Dépressions simultanées : ventilation, hotte, sèche-linge
L'arrêté du 24 mars 1982 impose une ventilation générale et permanente, et cette ventilation fonctionne pendant que le poêle fonctionne. Ajoutez une hotte à extraction et un sèche-linge à évacuation, et la dépression cumulée devient le point de fonctionnement réel. Relevez-la à la mise en service, tous les extracteurs en marche, portes fermées, et comparez à la valeur admissible déclarée par le fabricant. Un relevé daté vaut mieux qu'une hypothèse : c'est lui qui vous protège si un refoulement est constaté plus tard.
Amenée d'air et traversées d'enveloppe
L'amenée d'air doit rester continue et de section constante du piquage extérieur jusqu'à l'appareil, sans coude serré ni écrasement. À chaque traversée de paroi, membrane adaptée, manchette d'étanchéité et mastic compatible, sans obturer le conduit d'air lui-même. Une prise d'air débouchant en façade sous le vent dominant produit des variations de tirage que l'occupant attribuera au poêle. Ce point se traite sur plan de façade, pas au moment de percer. Pour les exigences de renouvellement d'air du logement, voyez le taux de renouvellement d'air, et en présence d'une VMC double flux, contrôlez l'équilibrage avant la mise en feu.
Conduit, pose et réception
Désigner le conduit avant de le commander
Le conduit se désigne, il ne se choisit pas au diamètre. La désignation porte la classe de température, l'étanchéité, l'aptitude à la condensation, la classe de corrosion selon le combustible, la résistance au feu de cheminée et la distance de sécurité aux matériaux combustibles. Sur combustible solide, la résistance au feu de cheminée n'est pas une option. Le détail de la lecture de cette désignation et des erreurs qu'elle évite figure dans notre article sur le tubage du conduit de cheminée.
La désignation se fige au moment où l'appareil est retenu, quand le projet de poêle se documente étape par étape, emplacement et sortie de conduit compris.
Raccordement et distances de sécurité
Le raccordement suit la notice du fabricant et le NF DTU 24.1 : éléments, joints, colliers, sens de montage. La distance de sécurité aux matériaux combustibles est celle portée par la désignation du conduit, et elle doit être tenue aux traversées de plancher et en combles, y compris après passage de l'isolant. Préservez un accès au ramonage par point de visite accessible sans démontage.

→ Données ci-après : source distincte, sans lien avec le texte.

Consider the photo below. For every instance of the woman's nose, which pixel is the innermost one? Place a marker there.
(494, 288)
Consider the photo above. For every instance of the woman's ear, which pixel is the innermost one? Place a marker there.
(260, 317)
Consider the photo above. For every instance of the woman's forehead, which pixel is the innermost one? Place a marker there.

Contrôles de mise en service
- Contrôle visuel des joints, des serrages et des traversées de paroi et de toiture.
- Essai fumigène et relevé de dépression avec ventilation et hotte en fonctionnement simultané.
- Relevé du tirage et de la température de fumées à régime stabilisé, consigné au procès-verbal.

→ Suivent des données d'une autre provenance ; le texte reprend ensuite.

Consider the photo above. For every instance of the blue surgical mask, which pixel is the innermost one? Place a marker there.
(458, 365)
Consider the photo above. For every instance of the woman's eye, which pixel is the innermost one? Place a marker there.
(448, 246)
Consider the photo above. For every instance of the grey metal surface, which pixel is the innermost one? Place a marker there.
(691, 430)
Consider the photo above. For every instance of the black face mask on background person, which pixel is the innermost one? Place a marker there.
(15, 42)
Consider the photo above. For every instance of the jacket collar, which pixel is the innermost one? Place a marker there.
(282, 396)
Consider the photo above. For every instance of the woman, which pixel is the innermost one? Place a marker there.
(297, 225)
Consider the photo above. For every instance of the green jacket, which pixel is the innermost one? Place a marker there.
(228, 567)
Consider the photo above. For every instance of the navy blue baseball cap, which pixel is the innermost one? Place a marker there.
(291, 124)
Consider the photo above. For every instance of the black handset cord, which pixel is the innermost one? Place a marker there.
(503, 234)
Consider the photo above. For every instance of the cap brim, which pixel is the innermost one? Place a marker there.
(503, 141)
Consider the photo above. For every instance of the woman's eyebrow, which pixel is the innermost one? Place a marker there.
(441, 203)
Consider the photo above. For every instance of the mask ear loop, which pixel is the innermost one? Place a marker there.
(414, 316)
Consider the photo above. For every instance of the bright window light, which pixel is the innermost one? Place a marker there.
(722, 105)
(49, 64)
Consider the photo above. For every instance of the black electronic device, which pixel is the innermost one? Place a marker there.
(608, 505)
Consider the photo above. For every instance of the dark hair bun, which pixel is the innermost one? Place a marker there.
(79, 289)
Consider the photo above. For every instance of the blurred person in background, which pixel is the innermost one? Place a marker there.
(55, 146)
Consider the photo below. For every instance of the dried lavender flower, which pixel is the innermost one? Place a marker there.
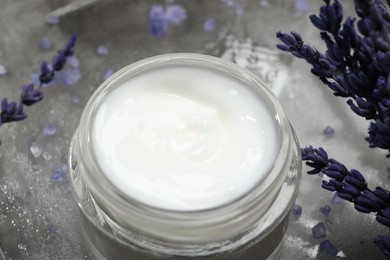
(356, 64)
(11, 111)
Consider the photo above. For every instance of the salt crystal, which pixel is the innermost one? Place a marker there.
(325, 210)
(3, 70)
(35, 150)
(102, 50)
(319, 231)
(49, 130)
(58, 175)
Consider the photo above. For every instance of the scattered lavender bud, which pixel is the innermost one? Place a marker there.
(325, 210)
(301, 6)
(58, 175)
(3, 70)
(336, 200)
(35, 150)
(297, 211)
(45, 43)
(319, 230)
(49, 130)
(69, 77)
(73, 62)
(52, 229)
(76, 99)
(102, 50)
(158, 25)
(175, 14)
(108, 74)
(239, 9)
(326, 247)
(52, 20)
(47, 156)
(35, 78)
(22, 247)
(209, 24)
(265, 4)
(328, 131)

Ce que vous écrivez au devis et ce que vous engagez
Formuler la puissance et son usage
Portez au devis la puissance nominale, la puissance minimale et la mention explicite du rôle assigné à l'appareil, appoint de confort ou générateur principal. C'est cette ligne qui évite la réclamation la plus fréquente en maison performante, celle du client qui constate une surchauffe et l'attribue à un défaut de pose. Une puissance annoncée sans son usage est une promesse implicite.
Ce qui engage la décennale, ce qui n'y entre pas
Le conduit, ses traversées, l'étanchéité à l'air des percements d'enveloppe et le raccordement relèvent de l'ouvrage. Le combustible utilisé, la conduite du feu et le respect des périodicités de ramonage relèvent de l'exploitation. Cette frontière se pose par écrit à la réception, avec les consignes remises et signées, sinon elle se plaide.
Réserves et consignes remises
Consignez toute réserve sur l'état de la souche, l'accessibilité du ramonage ou l'insuffisance d'amenée d'air, même si le client refuse de la lever. Remettez des consignes écrites sur la charge minimale, l'allure d'utilisation et l'humidité du bois admissible. Une réserve écrite non levée vaut plus qu'un dossier parfait sans réserve.